I bought some what I think is Cryptocoryne x willisii 'lucens' from the LFS about 2 months ago for a walstad type tank and I noticed before I planted it that the plants are growing upside down. The roots are growing up and then curving down and the leaves are growing down and then curving back up. It seems to be impeding its growth.

Should I try to bend the leaves and roots in the right direction and plant it? It seems quite fragile.

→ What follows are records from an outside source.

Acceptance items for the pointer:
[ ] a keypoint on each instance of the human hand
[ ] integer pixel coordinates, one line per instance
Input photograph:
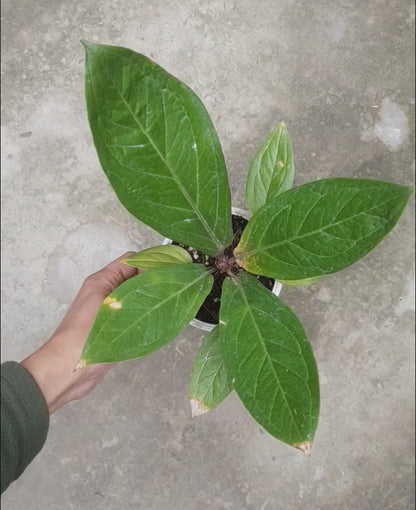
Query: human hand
(52, 366)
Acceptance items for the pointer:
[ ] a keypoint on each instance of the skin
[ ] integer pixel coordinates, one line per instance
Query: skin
(52, 365)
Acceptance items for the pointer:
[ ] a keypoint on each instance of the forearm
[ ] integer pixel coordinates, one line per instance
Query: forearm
(24, 421)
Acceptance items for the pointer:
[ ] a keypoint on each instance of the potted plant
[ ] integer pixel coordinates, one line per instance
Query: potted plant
(161, 154)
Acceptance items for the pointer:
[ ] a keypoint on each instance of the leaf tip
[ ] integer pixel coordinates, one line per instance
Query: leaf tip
(197, 408)
(305, 447)
(81, 364)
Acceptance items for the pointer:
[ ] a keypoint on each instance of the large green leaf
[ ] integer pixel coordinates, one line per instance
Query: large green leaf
(272, 169)
(158, 147)
(266, 352)
(159, 256)
(319, 228)
(145, 313)
(210, 382)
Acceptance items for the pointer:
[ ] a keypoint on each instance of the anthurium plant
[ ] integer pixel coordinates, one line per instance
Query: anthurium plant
(161, 153)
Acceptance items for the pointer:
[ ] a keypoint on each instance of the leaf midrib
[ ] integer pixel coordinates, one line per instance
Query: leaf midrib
(307, 234)
(161, 303)
(249, 311)
(192, 204)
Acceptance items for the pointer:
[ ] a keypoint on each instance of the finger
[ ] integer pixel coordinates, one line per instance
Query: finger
(111, 276)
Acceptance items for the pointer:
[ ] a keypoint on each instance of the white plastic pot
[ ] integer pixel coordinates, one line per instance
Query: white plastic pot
(277, 287)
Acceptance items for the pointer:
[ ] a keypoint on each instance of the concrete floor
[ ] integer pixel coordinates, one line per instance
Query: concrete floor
(341, 75)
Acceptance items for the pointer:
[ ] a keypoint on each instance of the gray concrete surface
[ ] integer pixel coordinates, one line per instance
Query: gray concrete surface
(341, 75)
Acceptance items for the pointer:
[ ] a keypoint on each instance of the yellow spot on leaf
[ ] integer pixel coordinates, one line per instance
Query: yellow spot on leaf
(198, 408)
(81, 364)
(112, 303)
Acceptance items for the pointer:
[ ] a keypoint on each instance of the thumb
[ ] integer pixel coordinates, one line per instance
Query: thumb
(104, 281)
(94, 290)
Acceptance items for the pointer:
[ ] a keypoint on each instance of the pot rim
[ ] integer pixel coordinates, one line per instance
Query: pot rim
(277, 287)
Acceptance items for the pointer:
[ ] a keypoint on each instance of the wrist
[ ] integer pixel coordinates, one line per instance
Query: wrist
(53, 374)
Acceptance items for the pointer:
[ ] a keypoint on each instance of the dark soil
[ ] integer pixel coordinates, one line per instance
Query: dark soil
(210, 309)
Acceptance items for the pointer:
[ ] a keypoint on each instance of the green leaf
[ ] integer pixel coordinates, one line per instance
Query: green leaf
(272, 169)
(145, 313)
(266, 352)
(159, 256)
(320, 228)
(158, 148)
(210, 382)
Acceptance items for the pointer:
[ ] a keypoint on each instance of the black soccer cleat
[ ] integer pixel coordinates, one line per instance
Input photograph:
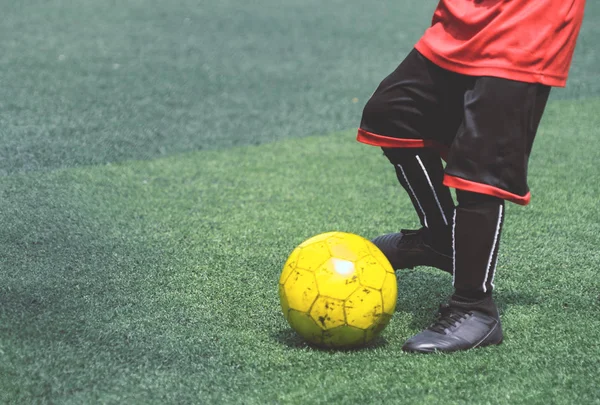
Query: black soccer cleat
(458, 328)
(408, 249)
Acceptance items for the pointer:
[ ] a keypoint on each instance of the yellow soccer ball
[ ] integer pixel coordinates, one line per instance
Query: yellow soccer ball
(338, 290)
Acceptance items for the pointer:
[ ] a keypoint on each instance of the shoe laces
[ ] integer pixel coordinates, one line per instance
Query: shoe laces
(448, 317)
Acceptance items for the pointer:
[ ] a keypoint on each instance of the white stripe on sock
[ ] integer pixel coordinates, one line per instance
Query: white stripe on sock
(453, 249)
(432, 190)
(414, 195)
(489, 266)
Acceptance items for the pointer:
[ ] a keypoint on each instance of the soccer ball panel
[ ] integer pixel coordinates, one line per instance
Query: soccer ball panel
(305, 326)
(317, 238)
(301, 290)
(363, 308)
(370, 272)
(337, 278)
(389, 293)
(312, 256)
(337, 290)
(328, 312)
(289, 266)
(285, 308)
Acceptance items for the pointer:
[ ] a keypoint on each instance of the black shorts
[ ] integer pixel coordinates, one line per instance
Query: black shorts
(484, 127)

Or should I just cut off the leaves and replant it with the roots facing the right direction and hope it sends out new leaves?

Thanks


----------



## HeyPK (Jan 23, 2004)

It was probably floating with the roots growing down and the leaves up, and then it got flipped over. Just plant it. It will grow the roots down and the leaves up whichever way you plant it.


----------



## Cvurb (May 23, 2010)

I agree with HeyPK, I got all my leaves of my Crypts all weird facing, and some upside down, but they all straightened out. Crypts are awesome plants


----------



## Franco (Jun 25, 2010)

These plants hadn't been moved in the LFS's tank for months. I got a crap load of crypts because the clerk thought that each GROVE of crypts counted as one plant. I was able to separate all 3 groves I bought into like 40 plants. It took forever to plant them all. I ended up with 3 types of C. wendtii, some brown crypt with ruffled leaves and pink undersides which has quadrupled in size (unfortunately I planted it in a front corner so its getting a little big), and these "Lucens". These plants are all in a 10 gallon so they look freakin awesome. Its like a crypt forest.
The C. willisii lucens was just 2 plants and the leafs had curved up and the roots down already when I bought it so maybe it will start producing more now that it is in a nutrient rich substrate. I had the hardest time IDing them because they are quite short at only 3 inches at the highest leaves but I definitely think they are C. willisii.
This is the first time I have ever had crypts and I am in love with them. 
Do crypts send out runners like swords or do the new leaves just start growing further and further from the original plant?
That is what looks like is happening in my tank. I put some peat on the bottom of the tank on one side and those crypts seem to be doing better than the ones on the other side without peat. I had very little melting and what did melt was already replaced by new growth.


----------



## Cvurb (May 23, 2010)

A picture could always be great  And that tank sounds awesome!


----------